Vendredi [ 2 novembre 1962]
[...] Chaque retour à la maison
m'est à la fois un baume et une épreuve: « jouant» l'enfance, je me
procure l'illusion que je ne suis pas seule; je m'endors un moment dans la
sollicitude familiale, dans la quiétude du foyer; et pourtant, je vous le
confie, Ami, je ne sais si je pourrais me résigner à la vie de famille ma vie
durant. C'est une chose que je ne puis dire à mes parents qui en seraient
peinés et ne comprendraient pas que l'éducation qu'ils m'ont donnée n'est
nullement mise en cause; mais je peux vous l'expliquer, ou plutôt il me semble
que vous ne trouverez pas monstrueuse cette pensée. Pour « fonder une famille», comme
l'on dit, il faudrait que je n'aie pas ce sentiment que tout ce que je fais est
provisoire, que toute possession est fugitive; il faudrait que les années à
venir pèsent aussi lourd au moins que les années passées; il faudrait que je
prenne très au sérieux mes gestes vains. Comment oserais-je mettre un enfant au
monde? Isabelle parle de l'absurde, du sentiment de l'absurde -Vous dirai-je
que depuis deux ans ce sentiment latent m'occupe? que je ne l'ai jamais avoué à
personne (Comment dire cela à ma mère, à mon père?); qu'il m'immobilise parfois
tout entière et que s'il n'y paraît pas, si je me ranime vite, c'est que
l'immobilité me paraît tout aussi vaine qu'autre chose.
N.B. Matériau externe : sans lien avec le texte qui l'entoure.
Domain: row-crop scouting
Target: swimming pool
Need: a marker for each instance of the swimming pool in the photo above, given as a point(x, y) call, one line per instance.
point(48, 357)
Il est vrai que cet été je ne songeais guère à cela: le néant avait un visage, un bien séduisant visage, un nom, une chaleur...Mais à présent...il me semble que je brûle la vie, exactement dans le sens de « brûler une étape »! Mettre cette flamme-là en veilleuse...Je ferais vraiment une piètre mère de famille, une amoureuse désespérée...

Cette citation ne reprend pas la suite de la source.